It was 60 years ago this month that Jack Nicklaus, Arnold Palmer and Gary Player gathered on the big island of Hawaii for the opening of Mauna Kea Resort, which was originally designed by Robert Trent Jones Sr., as part of an episode of “Shell’s Wonderful World of Golf.”
Now, the famed course, best known for a third hole that hangs on the Pacific Ocean, is reopening after an extensive renovation by Robert Trent Jones Jr. The course, which is part of the Mauna Kea Resort, will reopen the week of Christmas after a lengthy closure. The course weighs in among the top 200 modern courses in the country, according to Golfweek’s Best.
According to a release from the course, the property now features seashore paspalum grass, which is good for tropical climates and will ensure that year-round play is possible.
“The Mauna Kea Golf Course has long been hailed as one of Hawai’i’s top courses, with a deep history and cultural connection to the island,” said Kansas Henderson, hotel manager of Mauna Kea Beach Hotel. “With this renovation, we’ve elevated the course to new heights, while honoring its legacy. By working alongside its original designer’s son, Robert Trent Jones Jr., we’ve ensured the updated course remains true to his father’s original vision and continues to be one of the most celebrated in the world.

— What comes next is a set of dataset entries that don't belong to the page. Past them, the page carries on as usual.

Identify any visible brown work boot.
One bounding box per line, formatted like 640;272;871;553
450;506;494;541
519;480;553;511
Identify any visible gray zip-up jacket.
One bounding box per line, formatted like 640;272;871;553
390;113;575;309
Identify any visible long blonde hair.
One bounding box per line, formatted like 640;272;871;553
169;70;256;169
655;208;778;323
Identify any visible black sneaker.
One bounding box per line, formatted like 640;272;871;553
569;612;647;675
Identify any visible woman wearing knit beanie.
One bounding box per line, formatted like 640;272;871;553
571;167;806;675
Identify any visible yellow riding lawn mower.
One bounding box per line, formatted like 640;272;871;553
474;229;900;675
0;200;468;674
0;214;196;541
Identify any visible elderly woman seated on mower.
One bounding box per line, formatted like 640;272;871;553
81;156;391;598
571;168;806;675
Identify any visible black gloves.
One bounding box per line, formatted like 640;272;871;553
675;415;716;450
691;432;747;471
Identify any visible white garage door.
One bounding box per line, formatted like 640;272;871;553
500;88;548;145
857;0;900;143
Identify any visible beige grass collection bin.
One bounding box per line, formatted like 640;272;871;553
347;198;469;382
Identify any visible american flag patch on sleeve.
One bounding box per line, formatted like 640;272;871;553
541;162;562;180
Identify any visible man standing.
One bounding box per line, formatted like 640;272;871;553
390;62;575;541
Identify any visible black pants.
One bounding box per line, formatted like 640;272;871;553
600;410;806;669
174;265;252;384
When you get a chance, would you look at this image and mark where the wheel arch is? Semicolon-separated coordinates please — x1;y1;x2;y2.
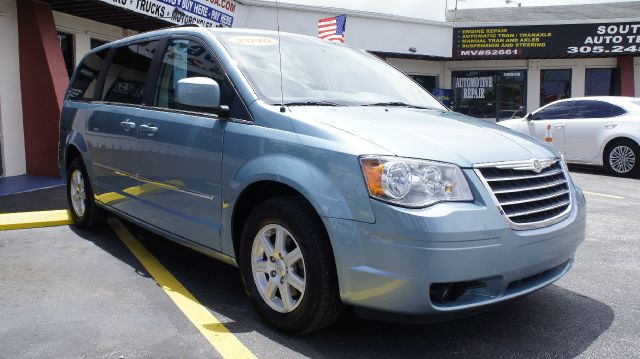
231;180;326;261
60;131;95;188
221;154;375;256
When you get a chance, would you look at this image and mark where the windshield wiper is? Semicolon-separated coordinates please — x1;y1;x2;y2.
362;102;441;110
283;101;344;106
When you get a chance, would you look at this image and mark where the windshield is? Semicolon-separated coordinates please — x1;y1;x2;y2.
217;33;445;110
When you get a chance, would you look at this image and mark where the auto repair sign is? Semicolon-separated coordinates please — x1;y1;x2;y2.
99;0;238;27
453;22;640;60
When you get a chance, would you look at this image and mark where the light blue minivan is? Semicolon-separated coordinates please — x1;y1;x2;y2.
59;27;586;333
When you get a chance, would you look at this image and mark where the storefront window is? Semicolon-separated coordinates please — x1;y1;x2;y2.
58;31;74;78
540;70;571;106
409;75;438;93
584;69;617;96
451;70;527;121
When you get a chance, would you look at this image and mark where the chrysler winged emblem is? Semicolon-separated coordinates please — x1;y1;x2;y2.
533;160;542;173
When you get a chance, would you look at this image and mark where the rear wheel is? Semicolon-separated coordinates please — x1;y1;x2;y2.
67;157;105;228
240;196;344;334
604;140;640;177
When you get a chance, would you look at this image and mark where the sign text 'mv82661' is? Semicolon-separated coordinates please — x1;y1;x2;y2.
453;22;640;59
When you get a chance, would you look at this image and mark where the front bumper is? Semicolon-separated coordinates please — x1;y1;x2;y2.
324;172;586;317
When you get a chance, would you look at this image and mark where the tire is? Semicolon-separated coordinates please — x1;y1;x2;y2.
240;196;344;334
67;157;106;229
603;140;640;177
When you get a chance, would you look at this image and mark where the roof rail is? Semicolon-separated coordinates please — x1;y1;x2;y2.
165;23;202;29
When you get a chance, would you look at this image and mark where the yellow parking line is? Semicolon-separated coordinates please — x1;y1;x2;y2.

From its breathtaking cliffside views to its thoughtfully enhanced features for better playability, the course is a true celebration of golf’s enduring spirit and the iconic allure of Mauna Kea Beach Hotel.”
The renovation comes as part of a multi-phased, $200-million renovation the entire property, which now includes a new spa and wellness center as well as an oceanfront adult-only pool.